Enhanced recovery after surgery in the application of day surgery laparoscopic cholecystectomy
10.3670.cma.j.issn.1007-631X.2019.11.017
- VernacularTitle: 加速康复外科措施在日间腹腔镜胆囊切除术中的应用
- Author:
Qiang GUO
1
;
Aji TUERGANAILI
1
;
Shuai DUAN
1
;
Bo RAN
1
;
Tiemin JIANG
1
;
Ruiqing ZHANG
1
;
Yingmei SHAO
1
Author Information
1. Department of Hepatobiliary & Hydatid Disease, Digestive & Vascular Surgery Center, First Affiliated Hospital, Xinjiang Medical University, Urumqi 830054, China
- Publication Type:Journal Article
- Keywords:
Hospital, convalescent;
Cholecystectomy, laparoscopic;
Perioperative period
- From:
Chinese Journal of General Surgery
2019;34(11):972-975
- CountryChina
- Language:Chinese
-
Abstract:
Objective:To investigate the feasibility and safety of the concept of enhanced recovery after surgery (ERAS) in the perioperative application of ambulatory laparoscopic cholecystectomy (ALC).
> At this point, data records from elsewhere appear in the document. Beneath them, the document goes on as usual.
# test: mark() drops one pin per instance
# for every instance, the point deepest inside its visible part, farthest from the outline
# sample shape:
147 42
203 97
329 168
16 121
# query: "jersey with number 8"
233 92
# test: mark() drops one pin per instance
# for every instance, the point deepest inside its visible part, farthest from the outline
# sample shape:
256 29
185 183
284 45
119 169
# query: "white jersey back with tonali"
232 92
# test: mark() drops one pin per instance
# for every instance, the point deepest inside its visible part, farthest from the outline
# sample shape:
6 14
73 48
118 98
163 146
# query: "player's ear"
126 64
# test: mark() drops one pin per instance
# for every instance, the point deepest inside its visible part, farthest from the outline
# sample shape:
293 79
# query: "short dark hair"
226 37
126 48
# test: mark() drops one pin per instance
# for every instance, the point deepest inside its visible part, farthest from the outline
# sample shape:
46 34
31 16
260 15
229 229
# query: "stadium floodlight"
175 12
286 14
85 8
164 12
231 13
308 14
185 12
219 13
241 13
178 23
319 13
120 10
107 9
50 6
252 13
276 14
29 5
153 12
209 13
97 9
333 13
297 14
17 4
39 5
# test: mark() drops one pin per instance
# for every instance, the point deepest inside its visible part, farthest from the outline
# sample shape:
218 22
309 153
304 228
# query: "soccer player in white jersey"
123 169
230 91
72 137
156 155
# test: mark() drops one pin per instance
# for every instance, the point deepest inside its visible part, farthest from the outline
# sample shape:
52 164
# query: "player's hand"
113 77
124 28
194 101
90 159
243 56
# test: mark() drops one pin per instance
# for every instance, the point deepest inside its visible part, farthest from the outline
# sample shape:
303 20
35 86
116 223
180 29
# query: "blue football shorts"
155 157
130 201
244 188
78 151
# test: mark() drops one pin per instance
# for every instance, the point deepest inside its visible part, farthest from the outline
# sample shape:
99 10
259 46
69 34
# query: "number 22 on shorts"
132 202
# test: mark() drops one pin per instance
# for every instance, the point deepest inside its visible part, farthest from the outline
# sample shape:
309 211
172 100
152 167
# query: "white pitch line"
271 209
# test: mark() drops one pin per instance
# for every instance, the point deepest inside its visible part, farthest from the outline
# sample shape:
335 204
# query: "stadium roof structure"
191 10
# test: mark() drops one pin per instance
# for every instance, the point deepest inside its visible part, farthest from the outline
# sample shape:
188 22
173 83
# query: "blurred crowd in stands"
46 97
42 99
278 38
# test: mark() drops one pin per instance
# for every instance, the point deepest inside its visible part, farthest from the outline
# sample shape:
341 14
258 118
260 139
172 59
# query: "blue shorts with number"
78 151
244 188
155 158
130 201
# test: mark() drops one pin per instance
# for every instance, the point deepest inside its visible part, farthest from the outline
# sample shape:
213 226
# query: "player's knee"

Methods:A retrospective analysis was made on 168 patients (ALC group) undergoing ALC in the daytime ward from Aug 2017 to Aug 2018 in our hospital vs conventional laparoscopic cholecystectomy CLC in the general ward in 165 patients (CLC group) . Clinical data, operation time, intraoperative blood loss, conversion to laparotomy, postoperative complication, readmission, pain score after 6h, patient satisfaction, first postoperative anal exhaust, average length of hospital stay, and hospitalization expenses were compared between the two groups.
Results:In the ALC group, the pain score, the first anal exhaust time, the average length of hospital stay, and the hospitalization cost were significantly lower than those in the CLC group. Compared with the CLC group, the satisfaction of patients in the ALC group was significantly improved. There was no significant difference in the incidence of postoperative complications (biliary leakage, postoperative bleeding, bile duct injury, infection of the incision) and readmission rate.
Conclusion:Use of enhanced recovery after surgery in laparoscopic cholecystectomy in day surgery is safe and feasible. It has many advantages such as reducing hospitalization costs and postoperative pain and accelerating postoperative recovery.